沉默的义宰开口问道。
「听说普罗米修斯实验没有成功案例。全都死了。」
「啊哈…」
拖长尾音的李士英从容抬头。嘴角挂着近乎嘲弄的细微弧度。
「徐民基说的吗?嗯…倒也不算错。普罗米修斯的实验从未成功过。一次都没有。实验体全都因承受不住而肉体崩溃,或是变成连怪物都不如的东西。」
“……。”
「哥好奇的是这个吧。作为实验体的我为何还活着…。」
士英缓缓按住自己胸口正中央。
「很简单。因为我觉醒了。」
慵懒的嗓音低声呢喃。
「不是通过那些家伙的实验人为觉醒,而是被系统选中的。」
划破手掌吐出鲜血。在完成那场荒唐的契约后,两人单独在醒酒汤店里交谈的场景浮现脑海。李士英手指微动就能操控的那些黑色小人。
「那系统是根据什么来选择觉醒者的呢。」
用倦怠语气说着话的声音。
「系统啊,」
在破碎玻璃上摩挲的手指。
「会对强烈的愿望产生反应…。」
自裂缝之日过后便成为常识的事实。
「当人类怀有强烈愿望时,系统就会被那股气息吸引而来。」
从虚无中浮现的、烧得惨白的眼珠凝视着车义宰。不知不觉间周围已变成森林。徐源公会里和南宇镇的对话渐渐浮上心头。白大褂随风飘动,走在前面的南宇镇低声说道。

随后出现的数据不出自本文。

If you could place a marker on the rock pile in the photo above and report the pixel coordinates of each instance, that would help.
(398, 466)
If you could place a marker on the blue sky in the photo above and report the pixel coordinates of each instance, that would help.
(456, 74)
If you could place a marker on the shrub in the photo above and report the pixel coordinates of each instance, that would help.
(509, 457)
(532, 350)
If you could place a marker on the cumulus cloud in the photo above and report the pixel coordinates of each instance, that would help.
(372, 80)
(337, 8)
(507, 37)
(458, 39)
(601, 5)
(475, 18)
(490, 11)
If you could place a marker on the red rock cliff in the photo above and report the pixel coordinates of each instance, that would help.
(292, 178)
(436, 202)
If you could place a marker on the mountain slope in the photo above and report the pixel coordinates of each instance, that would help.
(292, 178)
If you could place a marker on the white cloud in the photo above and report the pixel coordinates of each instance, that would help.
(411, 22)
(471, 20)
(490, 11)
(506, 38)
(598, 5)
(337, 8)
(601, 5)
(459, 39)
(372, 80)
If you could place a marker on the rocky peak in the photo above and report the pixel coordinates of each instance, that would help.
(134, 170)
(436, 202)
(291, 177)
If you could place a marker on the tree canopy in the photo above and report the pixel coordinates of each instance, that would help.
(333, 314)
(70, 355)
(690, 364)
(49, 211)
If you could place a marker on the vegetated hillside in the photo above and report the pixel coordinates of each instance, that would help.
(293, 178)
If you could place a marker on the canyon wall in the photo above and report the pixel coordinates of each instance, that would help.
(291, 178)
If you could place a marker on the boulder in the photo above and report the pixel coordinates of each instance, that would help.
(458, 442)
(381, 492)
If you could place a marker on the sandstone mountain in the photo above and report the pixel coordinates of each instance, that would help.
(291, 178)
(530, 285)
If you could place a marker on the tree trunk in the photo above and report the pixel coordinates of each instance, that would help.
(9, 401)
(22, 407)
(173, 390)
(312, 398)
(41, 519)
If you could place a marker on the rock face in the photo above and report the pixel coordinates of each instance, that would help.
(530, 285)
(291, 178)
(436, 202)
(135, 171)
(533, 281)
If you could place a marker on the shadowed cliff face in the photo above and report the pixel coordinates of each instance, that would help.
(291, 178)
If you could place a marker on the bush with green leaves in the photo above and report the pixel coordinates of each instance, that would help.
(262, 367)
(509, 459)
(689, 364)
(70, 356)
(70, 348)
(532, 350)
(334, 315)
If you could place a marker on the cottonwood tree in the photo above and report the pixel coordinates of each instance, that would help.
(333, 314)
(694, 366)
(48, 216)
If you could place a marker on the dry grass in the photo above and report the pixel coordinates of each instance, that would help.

「他们是通过实验觉醒的,还是系统听到了李士英的虔诚祈祷才赐予觉醒的。」
转眼间周遭再次天旋地转。在一切破碎坍塌的修罗场里,车义宰蜷缩在倒塌的建筑缝隙中抱着父母的尸体。刺鼻的硝烟与血腥味混合成令人作呕的恶臭。冰冷僵硬的体温。咚、咚,怪物扒开巷道的脚步声震动着鼓膜。
那时,车义宰在濒死之际想着什么。
‘想活下去。’
他想活下去。
‘不想死。’
他不想死。
随后雪白的光芒在眼前炸开这正是遇见系统的瞬间。
车义宰抬起了头。昏暗狭窄的房间里,唯一的光源是从半掩门缝渗入的微光。李士英正静静凝视着义宰。忽然有个疑问浮现李士英当年许下的迫切愿望究竟是什么?究竟是怎样的执念让他成为了觉醒者?
奇怪的是,义宰觉得自己知道答案。
就像有人在他耳边低语。心脏剧烈跳动,混杂着兴奋、期待、不安与混乱的莫名情绪席卷而来。义宰缓缓开口:
「你…」
喉头仿佛被什么哽住般难以继续。他无法确定,尽管觉得荒谬,但期待与否认的矛盾情绪正在激烈交锋。
那个中毒濒死的少年,与眼前这个用毒的李士英;那个被普罗米修斯(或是其他不可知力量)抹去存在痕迹的少年,与这个从普罗米修斯实验室逃脱的李士英;那个总眯着眼笑的少年,与此刻同样眯眼微笑的李士英。